На этих словах я задремала, и мне приснился старый сон. Он приходил ко мне в детстве много раз и всегда пугал до пота и ночной истерики.

А снилась мне наша школьная директриса Пелагея Амвросьевна, огромная и так, а тут еще раздутая шевелящимися буграми и такая красная, словно только-только вылила злость на уборщицу Феню или на завуча, Михаила Иосифовича. Обычно краснота эта проходила сразу после крика и мата, которые были слышны на всю школу, но во сне она сгущалась. Пелагея Амвросьевна раскалялась и превращалась в огромного пылающего медного идола. Тело ее сотрясалось, бугры угрожающе шевелились, она хваталась огромными пылающими ладонями то за один бугор, то за другой и вдруг принималась хохотать колокольным смехом.

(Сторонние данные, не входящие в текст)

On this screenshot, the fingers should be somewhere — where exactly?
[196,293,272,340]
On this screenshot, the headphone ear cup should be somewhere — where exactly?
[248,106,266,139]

А из ее рта, из-за ворота наглаженной шелковой блузки, из рукавов и из-под коленей, покрытых тщательно натянутой коричневой юбкой, вырывались птицы. Они были разные — черные, белые и цветные. Одни выбирались из недр Пелагеи Амвросьевны, осторожно крутя головкой, другие выпархивали решительнее, а были и такие, что просто разрывали клювами юбку и кофту и взмывали вверх. Пелагея же хохотала и орала: «Щекотно, сволочи! Щекотно же, жидовские морды! Ще—кот—но!» И гремели колокола, и что-то обрушивалось.

Когда мне снился этот сон, я всегда просыпалась в поту и в ужасе. И тут проснулась едва живая. А очнувшись, начала объяснять самой себе идишскую идиому: «Не клади птиц себе за пазуху!» Она означала: не обманывай саму себя. Не выдумывай. Птицы все равно вырвутся наружу. Их не спрячешь. Не спрячешь.

Я встала, пошла в темноте в гостиную, помедлила, потом решительно повернула выключатель. И вот они глядели на меня: непривычно растрепанный молодой реб Зейде и совершенно голая, в чем мать родила, Гитл-Эстерке. Глядели и улыбались чуть смущенно, но вместе с тем, я бы сказала, торжествующе. Словно говорили: «Ну, вот мы и нашли друг друга! Вот и нет больше никаких тайн. Вот мы и вместе, как было обещано».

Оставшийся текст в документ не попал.